Perché non va spruzzato sulle foglie
Molti pensano che colpire direttamente gli afidi sia la scelta più logica. In realtà, nel caso del bicarbonato di sodio, il consiglio più prudente è limitarne l’uso al terreno. Sulle parti verdi, infatti, un prodotto troppo concentrato o usato male può favorire bruciature, macchie o alterazioni dei tessuti.
Chi ha un po’ di esperienza con rose, peperoncini o piante da orto sa che le foglie giovani sono le prime a soffrire gli errori di trattamento. Per questo agronomi e tecnici di difesa integrata insistono spesso su un principio semplice: prima la sicurezza della pianta, poi l’efficacia del rimedio.
Attenzione a non confonderlo con il bicarbonato di potassio
Qui nasce spesso un equivoco. Il bicarbonato di potassio è usato soprattutto contro alcune malattie fungine, come oidio e muffe, non come soluzione specifica contro gli afidi.

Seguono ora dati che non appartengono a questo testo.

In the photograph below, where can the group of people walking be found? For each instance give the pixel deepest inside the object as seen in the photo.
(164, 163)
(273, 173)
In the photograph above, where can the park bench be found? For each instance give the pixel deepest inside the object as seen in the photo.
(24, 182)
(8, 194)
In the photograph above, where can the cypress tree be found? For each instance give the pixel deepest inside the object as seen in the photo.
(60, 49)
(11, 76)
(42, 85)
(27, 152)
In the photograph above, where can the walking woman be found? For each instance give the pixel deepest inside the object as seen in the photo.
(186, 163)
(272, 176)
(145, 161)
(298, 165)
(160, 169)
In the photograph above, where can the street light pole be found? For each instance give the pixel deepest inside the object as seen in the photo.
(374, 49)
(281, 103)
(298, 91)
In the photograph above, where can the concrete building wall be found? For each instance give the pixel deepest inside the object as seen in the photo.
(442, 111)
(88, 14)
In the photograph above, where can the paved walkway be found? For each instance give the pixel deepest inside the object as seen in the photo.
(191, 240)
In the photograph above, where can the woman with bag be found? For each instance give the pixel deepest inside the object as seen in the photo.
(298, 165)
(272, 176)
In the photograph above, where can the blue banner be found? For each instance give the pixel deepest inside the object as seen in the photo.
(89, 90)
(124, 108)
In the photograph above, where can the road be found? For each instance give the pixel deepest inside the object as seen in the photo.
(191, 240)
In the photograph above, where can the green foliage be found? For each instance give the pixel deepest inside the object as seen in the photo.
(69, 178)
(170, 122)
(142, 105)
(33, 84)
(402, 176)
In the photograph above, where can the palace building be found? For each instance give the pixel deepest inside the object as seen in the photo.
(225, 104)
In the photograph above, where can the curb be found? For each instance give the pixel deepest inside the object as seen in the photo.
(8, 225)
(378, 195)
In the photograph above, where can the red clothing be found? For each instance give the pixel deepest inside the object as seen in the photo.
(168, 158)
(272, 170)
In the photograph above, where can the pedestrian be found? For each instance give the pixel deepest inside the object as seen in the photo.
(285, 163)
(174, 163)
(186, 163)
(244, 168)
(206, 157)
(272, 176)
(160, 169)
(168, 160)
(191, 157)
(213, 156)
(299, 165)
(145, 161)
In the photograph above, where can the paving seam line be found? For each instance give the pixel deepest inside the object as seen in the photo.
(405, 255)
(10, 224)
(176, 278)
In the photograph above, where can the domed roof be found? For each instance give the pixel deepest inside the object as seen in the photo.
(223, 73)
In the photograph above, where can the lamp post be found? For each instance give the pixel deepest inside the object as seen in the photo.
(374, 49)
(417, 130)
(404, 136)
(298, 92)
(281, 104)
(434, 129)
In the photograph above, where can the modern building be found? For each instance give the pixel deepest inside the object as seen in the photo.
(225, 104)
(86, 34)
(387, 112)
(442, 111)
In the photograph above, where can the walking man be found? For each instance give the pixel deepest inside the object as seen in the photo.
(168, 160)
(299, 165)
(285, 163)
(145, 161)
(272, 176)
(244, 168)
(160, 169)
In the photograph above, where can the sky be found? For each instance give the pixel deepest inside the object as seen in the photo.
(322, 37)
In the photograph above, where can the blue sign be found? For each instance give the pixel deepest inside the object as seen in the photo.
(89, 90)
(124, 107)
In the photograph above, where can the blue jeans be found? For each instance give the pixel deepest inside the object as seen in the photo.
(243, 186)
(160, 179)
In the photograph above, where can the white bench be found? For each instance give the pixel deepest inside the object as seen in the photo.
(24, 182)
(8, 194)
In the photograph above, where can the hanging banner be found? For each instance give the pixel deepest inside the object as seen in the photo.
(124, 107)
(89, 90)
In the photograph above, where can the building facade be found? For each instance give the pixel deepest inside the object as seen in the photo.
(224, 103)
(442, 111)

Quando viene impiegato su foglie, in genere si seguono precauzioni precise:
- applicazione di sera
- temperatura inferiore a 35 °C
- rimozione delle parti malate
- niente miscela con prodotti a base di rame
Sono due prodotti diversi, con usi diversi. Scambiarli può portare a risultati deludenti o a trattamenti poco adatti.
Se vuoi un controllo più completo
Per ridurre davvero la presenza degli afidi, spesso conviene affiancare più azioni:
- sapone potassico, da spruzzare soprattutto sotto le foglie ogni 3 o 4 giorni
- controllo delle formiche, che spesso proteggono e “allevano” gli afidi per raccoglierne la melata
- eliminazione manuale dei germogli molto infestati
- monitoraggio costante dei nuovi getti
Questo approccio è più vicino a quello usato da molti appassionati esperti: piccoli interventi ripetuti, osservazione frequente e niente eccessi.
Quando serve prudenza
È utile essere chiari: questo rimedio al bicarbonato si basa soprattutto su esperienze pratiche, video e articoli divulgativi, più che su prove scientifiche robuste e specifiche. Può aiutare, ma i risultati non sono garantiti allo stesso modo in ogni situazione.
Se l’infestazione è ampia, torna rapidamente dopo i trattamenti, oppure coinvolge piante di valore o da frutto, conviene chiedere il parere di un vivaista esperto, di un agronomo o di un tecnico fitosanitario. Nel dubbio, meglio un controllo in più che una pianta indebolita da tentativi ripetuti.
Un dosaggio semplice, usato con criterio, può essere un primo passo utile. La vera differenza, però, la fanno l’osservazione quotidiana e la tempestività: appena noti i primi gruppetti di afidi, intervenire bene e con misura è quasi sempre più efficace che correre ai ripari troppo tardi.